Данные о развитии и жизни ребенка и его играх на ранних ступенях развития общества чрезвычайно бедны. Никто из этнографов вообще не ставил себе задачей такое исследование. Лишь в 30-е годы нашего века появились специальные исследования Маргарет Мид, посвященные детям племен Новой Гвинеи, в которых имеются материалы об образе жизни детей и их играх. Однако работы этой исследовательницы были посвящены некоторым специальным вопросам (о детском онанизме, половом созревании в условиях общества, стоящего на относительно низкой ступени развития и т. п.), что, естественно, определяло отбор материалов.
Данные, которые разбросаны по бесчисленным этнографическим, антропологическим и географическим описаниям, чрезвычайно схематичны и фрагментарны. В одних имеются указания на образ жизни детей, но нет никаких указаний на их игры; в других, наоборот, рассказывается только об играх. В некоторых исследованиях настолько явно проведена колонизаторская точка зрения, в угоду которой исследователи всячески пытались принизить уровень умственного развития детей угнетенных народов, что эти данные не могут считаться сколько-нибудь достоверными.
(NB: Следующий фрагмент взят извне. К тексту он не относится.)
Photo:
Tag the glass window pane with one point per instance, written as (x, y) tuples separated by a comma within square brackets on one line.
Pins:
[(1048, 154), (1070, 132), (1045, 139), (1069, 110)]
Соотнесение имеющихся материалов о детях с жизнью общества также затруднено, так как часто трудно определить, на какой ступени общественного развития находилось в период описания то или иное племя, род, община. Трудности усугубляются еще и тем, что, находясь приблизительно на одном уровне общественного развития, они могут жить в совершенно различных условиях, и эти условия, в свою очередь, несомненно оказывают воздействие на жизнь детей в обществе, их место среди взрослых, а тем самым и на характер их игр.
В отношении ранних периодов развития человеческого общества М. О. Косвен пишет: «Не может быть и речи о действительном приближении к исходному пункту развития человечества или, как выражаются, к нулевой точке человеческой культуры. Здесь возможны лишь более или менее допустимые гипотезы, более или менее удачные приближения к скрытой от нас навсегда загадке нашего прошлого» (1927, с. 5). Еще в большей мере это относится к исследованию ребенка и его жизни в условиях первобытного общества.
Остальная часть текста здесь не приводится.